Noah and his family had been through a time of trust, reverence and obedience that marked his heart within. At the same time, he MUST have had some tender bruises within when he looked around at the wilderness and remembered the camps and cities of his youth. Life was different now. The deaths around him changed everything. They changed him. Those who have been through war know what I mean. The images of those now gone could easily haunt him, even if they were evil. They were still people, and he was still an ordinary human being.

Noah’s last building project may have been about his own pleasure – I cannot tell – but I don’t think it was. The vineyard and its arbor seem more likely to have been built to quell the disturbance of his own heart tossed about by the memories of a world destroyed. No matter whether you think this was the case or not, you can’t argue that his last building project wasn’t a total failure and embarrassment. It clearly was. Too often I think we read of Noah and celebrate the salvation of his family (and by it our human family) without understanding the exacting toll on him emotionally. We simply tend to forget about the intensity of his pain.

• Noah lost everyone he went to school with in his youth.
• He lost all of the people in his neighborhood that didn’t live under his roof.
• He lost the fight to be heard by them in presenting his testimony and warnings.
• He lost his society… and it may have just crept up and gotten to his soul.

He planted the vineyard, not because he liked grapes with his morning yogurt, but because he wanted to drink and forget. His best days were past now.
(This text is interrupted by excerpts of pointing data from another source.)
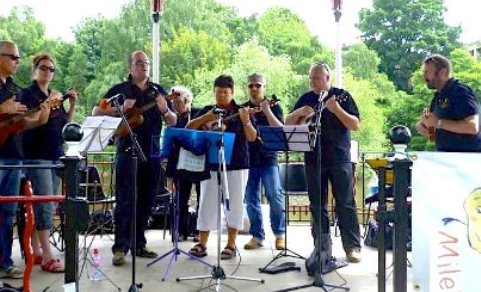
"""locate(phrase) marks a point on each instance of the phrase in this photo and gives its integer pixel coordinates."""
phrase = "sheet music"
(97, 132)
(297, 137)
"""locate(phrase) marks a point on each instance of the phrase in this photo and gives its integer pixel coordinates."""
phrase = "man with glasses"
(137, 91)
(339, 117)
(452, 119)
(263, 167)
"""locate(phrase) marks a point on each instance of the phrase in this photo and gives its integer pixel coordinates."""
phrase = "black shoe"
(145, 253)
(196, 238)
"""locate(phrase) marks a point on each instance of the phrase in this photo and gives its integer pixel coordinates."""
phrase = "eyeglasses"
(256, 85)
(141, 63)
(11, 56)
(46, 68)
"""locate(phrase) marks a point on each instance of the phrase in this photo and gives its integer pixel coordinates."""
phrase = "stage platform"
(360, 277)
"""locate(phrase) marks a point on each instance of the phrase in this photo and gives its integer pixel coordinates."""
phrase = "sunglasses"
(141, 63)
(46, 68)
(256, 85)
(11, 56)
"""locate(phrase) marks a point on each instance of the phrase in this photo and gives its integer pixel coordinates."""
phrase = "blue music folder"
(196, 140)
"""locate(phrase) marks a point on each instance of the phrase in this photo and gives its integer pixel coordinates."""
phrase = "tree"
(283, 32)
(404, 32)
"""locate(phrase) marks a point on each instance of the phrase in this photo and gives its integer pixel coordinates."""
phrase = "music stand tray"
(192, 138)
(97, 132)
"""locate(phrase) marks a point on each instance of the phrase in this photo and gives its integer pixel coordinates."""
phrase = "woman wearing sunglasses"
(44, 145)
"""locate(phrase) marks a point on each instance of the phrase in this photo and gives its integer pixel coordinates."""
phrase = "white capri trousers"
(237, 181)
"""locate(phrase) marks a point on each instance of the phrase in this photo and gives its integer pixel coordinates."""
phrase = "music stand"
(316, 146)
(219, 147)
(97, 132)
(193, 138)
(285, 138)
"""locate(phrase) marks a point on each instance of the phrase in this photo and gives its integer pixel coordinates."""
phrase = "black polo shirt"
(335, 137)
(184, 118)
(240, 152)
(12, 147)
(46, 141)
(456, 101)
(148, 132)
(258, 156)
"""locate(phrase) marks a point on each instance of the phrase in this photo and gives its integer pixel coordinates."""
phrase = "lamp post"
(157, 9)
(336, 7)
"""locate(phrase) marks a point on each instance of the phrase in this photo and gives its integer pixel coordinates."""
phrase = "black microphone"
(219, 111)
(112, 99)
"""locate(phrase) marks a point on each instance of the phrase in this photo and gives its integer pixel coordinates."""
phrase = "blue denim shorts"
(44, 182)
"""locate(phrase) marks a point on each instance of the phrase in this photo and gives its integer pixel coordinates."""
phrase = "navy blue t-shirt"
(258, 156)
(148, 132)
(46, 141)
(12, 147)
(456, 101)
(335, 137)
(240, 152)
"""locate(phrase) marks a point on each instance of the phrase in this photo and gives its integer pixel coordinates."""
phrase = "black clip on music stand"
(218, 274)
(318, 279)
(136, 153)
(189, 137)
(285, 138)
(97, 132)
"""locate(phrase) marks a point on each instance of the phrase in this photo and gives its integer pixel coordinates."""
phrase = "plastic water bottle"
(95, 275)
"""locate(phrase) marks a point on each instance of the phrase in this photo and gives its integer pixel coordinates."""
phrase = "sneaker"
(254, 243)
(280, 243)
(12, 272)
(353, 256)
(146, 253)
(119, 258)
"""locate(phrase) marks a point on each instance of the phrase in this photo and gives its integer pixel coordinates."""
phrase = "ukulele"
(253, 110)
(339, 98)
(15, 124)
(134, 115)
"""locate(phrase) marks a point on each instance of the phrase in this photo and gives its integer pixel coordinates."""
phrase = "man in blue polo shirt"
(338, 118)
(138, 91)
(453, 117)
(263, 167)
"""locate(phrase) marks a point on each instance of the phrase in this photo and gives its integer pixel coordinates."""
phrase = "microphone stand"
(218, 274)
(136, 153)
(318, 279)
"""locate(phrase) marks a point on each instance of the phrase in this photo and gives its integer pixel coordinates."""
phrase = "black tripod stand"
(218, 274)
(318, 280)
(135, 152)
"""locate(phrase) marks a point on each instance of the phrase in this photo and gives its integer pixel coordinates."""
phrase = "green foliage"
(403, 32)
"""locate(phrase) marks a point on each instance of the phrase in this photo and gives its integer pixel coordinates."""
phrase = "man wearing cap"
(263, 168)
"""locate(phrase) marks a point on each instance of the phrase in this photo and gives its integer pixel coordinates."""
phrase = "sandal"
(53, 266)
(198, 250)
(228, 253)
(37, 260)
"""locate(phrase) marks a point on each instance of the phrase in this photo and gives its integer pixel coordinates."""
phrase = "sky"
(60, 16)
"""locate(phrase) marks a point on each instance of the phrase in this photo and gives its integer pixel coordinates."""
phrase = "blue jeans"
(269, 175)
(44, 182)
(9, 186)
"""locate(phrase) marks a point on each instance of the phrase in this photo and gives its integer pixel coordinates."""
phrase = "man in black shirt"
(263, 167)
(453, 116)
(182, 105)
(138, 91)
(339, 116)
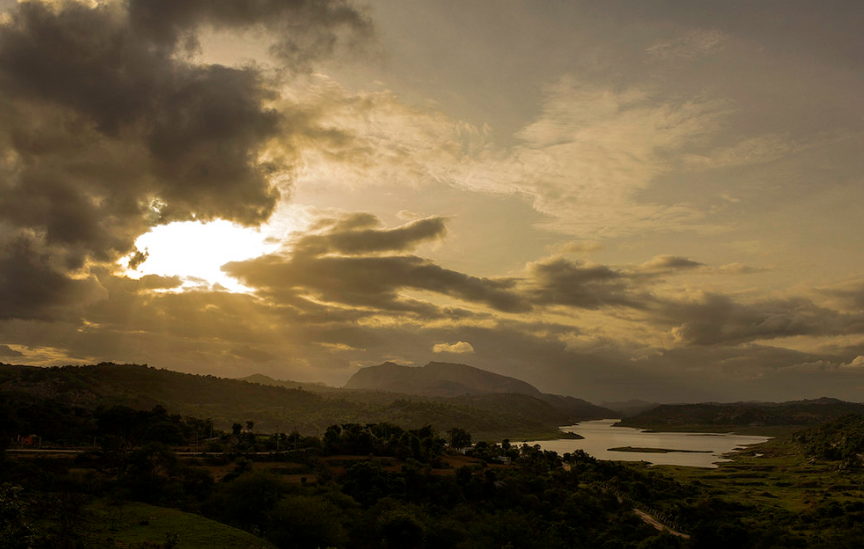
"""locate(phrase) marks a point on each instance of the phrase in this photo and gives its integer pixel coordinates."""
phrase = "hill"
(752, 414)
(460, 382)
(271, 408)
(437, 379)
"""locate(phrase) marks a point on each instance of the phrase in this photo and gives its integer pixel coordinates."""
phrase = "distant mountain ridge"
(444, 379)
(437, 379)
(272, 407)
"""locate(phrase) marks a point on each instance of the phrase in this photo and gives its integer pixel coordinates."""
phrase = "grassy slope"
(132, 524)
(776, 477)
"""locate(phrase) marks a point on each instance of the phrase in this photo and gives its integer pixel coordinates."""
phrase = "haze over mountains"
(309, 408)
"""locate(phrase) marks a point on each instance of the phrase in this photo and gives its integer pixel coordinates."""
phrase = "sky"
(611, 200)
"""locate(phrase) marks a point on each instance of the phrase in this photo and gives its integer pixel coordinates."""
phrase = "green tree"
(459, 438)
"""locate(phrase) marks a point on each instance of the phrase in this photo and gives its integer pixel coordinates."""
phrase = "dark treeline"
(381, 485)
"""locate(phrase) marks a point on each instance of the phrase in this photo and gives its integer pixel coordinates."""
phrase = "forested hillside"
(226, 401)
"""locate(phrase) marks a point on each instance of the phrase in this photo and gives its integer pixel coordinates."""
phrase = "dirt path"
(656, 524)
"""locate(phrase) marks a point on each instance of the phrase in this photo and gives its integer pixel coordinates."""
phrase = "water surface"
(600, 436)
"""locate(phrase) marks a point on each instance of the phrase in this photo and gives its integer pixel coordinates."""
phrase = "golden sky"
(611, 200)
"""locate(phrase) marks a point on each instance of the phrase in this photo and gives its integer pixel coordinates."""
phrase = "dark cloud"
(253, 354)
(6, 351)
(719, 320)
(664, 263)
(572, 283)
(32, 287)
(354, 236)
(372, 281)
(108, 126)
(359, 277)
His today didn’t feel bright. It felt dismal. He started digging and planting vines. Where his earlier buildings overflowed with obedience to God and delight in God – this little farm adventure doesn’t have the same feel in the text at all. The arbor seems more like a symbol of some self-focus.
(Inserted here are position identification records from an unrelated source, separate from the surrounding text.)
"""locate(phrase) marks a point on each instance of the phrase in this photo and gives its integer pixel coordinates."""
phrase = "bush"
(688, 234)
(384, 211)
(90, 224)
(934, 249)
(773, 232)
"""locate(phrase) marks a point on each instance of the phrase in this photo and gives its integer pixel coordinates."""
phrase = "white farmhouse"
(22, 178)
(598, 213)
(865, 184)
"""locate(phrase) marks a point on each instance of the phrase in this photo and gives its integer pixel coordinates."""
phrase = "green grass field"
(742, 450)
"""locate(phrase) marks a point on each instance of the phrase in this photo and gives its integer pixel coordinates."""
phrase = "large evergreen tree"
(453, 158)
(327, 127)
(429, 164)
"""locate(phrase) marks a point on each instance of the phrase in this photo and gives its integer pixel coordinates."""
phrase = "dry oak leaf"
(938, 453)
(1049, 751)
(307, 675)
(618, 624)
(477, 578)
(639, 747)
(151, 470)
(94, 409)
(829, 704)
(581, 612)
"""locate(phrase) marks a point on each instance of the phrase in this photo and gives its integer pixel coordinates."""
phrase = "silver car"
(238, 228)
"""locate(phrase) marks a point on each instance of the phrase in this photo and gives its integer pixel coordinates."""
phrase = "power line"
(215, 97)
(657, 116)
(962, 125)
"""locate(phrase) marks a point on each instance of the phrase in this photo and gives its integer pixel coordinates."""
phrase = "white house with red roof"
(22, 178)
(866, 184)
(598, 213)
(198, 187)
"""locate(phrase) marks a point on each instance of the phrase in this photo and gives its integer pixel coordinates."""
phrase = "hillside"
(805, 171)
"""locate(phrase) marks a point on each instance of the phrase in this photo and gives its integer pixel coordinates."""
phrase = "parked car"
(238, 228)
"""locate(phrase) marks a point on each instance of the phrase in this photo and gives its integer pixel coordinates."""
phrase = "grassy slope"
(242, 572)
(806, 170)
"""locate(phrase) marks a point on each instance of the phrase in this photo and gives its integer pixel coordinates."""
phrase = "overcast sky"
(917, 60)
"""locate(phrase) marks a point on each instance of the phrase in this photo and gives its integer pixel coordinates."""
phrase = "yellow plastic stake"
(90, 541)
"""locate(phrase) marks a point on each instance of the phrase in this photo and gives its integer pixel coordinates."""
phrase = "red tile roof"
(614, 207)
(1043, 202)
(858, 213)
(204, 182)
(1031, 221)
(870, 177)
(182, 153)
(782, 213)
Let’s be honest: As we age, it becomes less and less about big plans for the future and we can easily slip into a nonstop conversation about our doctor appointments, our medications and our aches and pains. We can look back and feel like things were better before. We can look around and feel like people all around us are rushing by and life isn’t exciting; it is painful and often painfully boring.

People face pain a number of ways. In our day, they may not plant a vineyard, but there are dozens of very legal and respectable pills that will do the trick. For others, they use social media as a way to vent their lack of real connection, and their honest loneliness. For still others, they appear to live to fight a never-finished cause for justice, even when they don’t know the people for whom they have become so enraged. They may not know their neighbor next door, but they know what liberals are doing to destroy the American dream. Ultimately, our lives will not be about what social justice we rage for, but what loving Savior we promote.
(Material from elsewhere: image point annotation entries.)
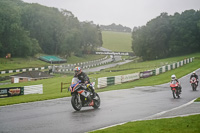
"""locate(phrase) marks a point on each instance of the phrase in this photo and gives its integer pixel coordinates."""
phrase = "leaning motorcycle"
(193, 82)
(82, 96)
(175, 89)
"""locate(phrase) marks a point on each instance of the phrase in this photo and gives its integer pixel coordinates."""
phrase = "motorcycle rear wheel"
(97, 102)
(75, 104)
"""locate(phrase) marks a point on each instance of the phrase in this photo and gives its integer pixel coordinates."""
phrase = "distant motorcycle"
(82, 96)
(175, 89)
(193, 82)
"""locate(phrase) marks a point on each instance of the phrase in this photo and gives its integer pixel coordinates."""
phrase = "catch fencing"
(106, 81)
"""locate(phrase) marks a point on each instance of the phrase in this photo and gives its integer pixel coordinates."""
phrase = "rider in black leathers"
(194, 75)
(84, 78)
(173, 77)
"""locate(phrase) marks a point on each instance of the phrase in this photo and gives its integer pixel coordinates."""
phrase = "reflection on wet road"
(116, 107)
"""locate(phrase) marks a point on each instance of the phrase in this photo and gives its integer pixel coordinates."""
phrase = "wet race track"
(116, 107)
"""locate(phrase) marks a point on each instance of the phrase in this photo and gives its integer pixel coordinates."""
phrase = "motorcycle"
(175, 89)
(82, 96)
(193, 82)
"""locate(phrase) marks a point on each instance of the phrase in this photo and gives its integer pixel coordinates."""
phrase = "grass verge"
(52, 87)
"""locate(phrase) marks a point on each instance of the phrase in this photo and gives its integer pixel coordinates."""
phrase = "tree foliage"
(28, 29)
(166, 36)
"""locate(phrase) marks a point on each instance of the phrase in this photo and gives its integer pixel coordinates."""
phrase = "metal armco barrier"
(106, 81)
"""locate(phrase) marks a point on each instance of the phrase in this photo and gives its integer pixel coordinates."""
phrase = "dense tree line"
(168, 35)
(27, 29)
(114, 27)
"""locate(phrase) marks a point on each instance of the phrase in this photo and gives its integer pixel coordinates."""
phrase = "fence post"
(61, 86)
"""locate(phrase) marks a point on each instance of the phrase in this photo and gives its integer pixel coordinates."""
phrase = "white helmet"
(173, 76)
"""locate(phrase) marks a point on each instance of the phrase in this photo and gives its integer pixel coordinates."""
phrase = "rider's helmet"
(77, 71)
(173, 76)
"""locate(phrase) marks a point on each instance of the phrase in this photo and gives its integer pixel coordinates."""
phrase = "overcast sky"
(125, 12)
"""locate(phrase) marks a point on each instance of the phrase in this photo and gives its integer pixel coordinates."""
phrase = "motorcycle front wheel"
(76, 104)
(97, 102)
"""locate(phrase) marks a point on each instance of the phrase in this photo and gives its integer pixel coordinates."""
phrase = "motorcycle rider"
(84, 79)
(196, 76)
(173, 77)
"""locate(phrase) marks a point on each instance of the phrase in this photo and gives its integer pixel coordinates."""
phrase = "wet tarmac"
(116, 107)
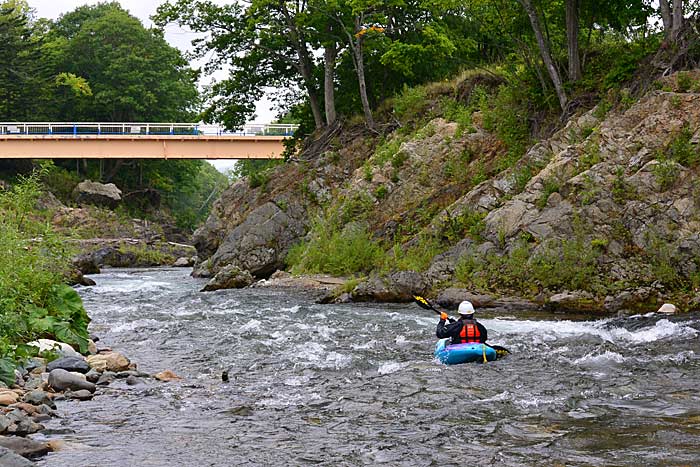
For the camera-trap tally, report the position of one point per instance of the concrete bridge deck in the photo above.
(140, 141)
I guess I have to honestly ask this: What is someone who is raging actually building? Then I have to get really personal and ask myself: “What are YOU building?”

Isn’t it true? Our heart is exposed by where we expend our greatest efforts. I ask you, Father, to help me grow in my desire to help, not critique. I ask you to help me build in the end things worthy of your great name. I want to leave behind an ark and an altar, but not an arbor.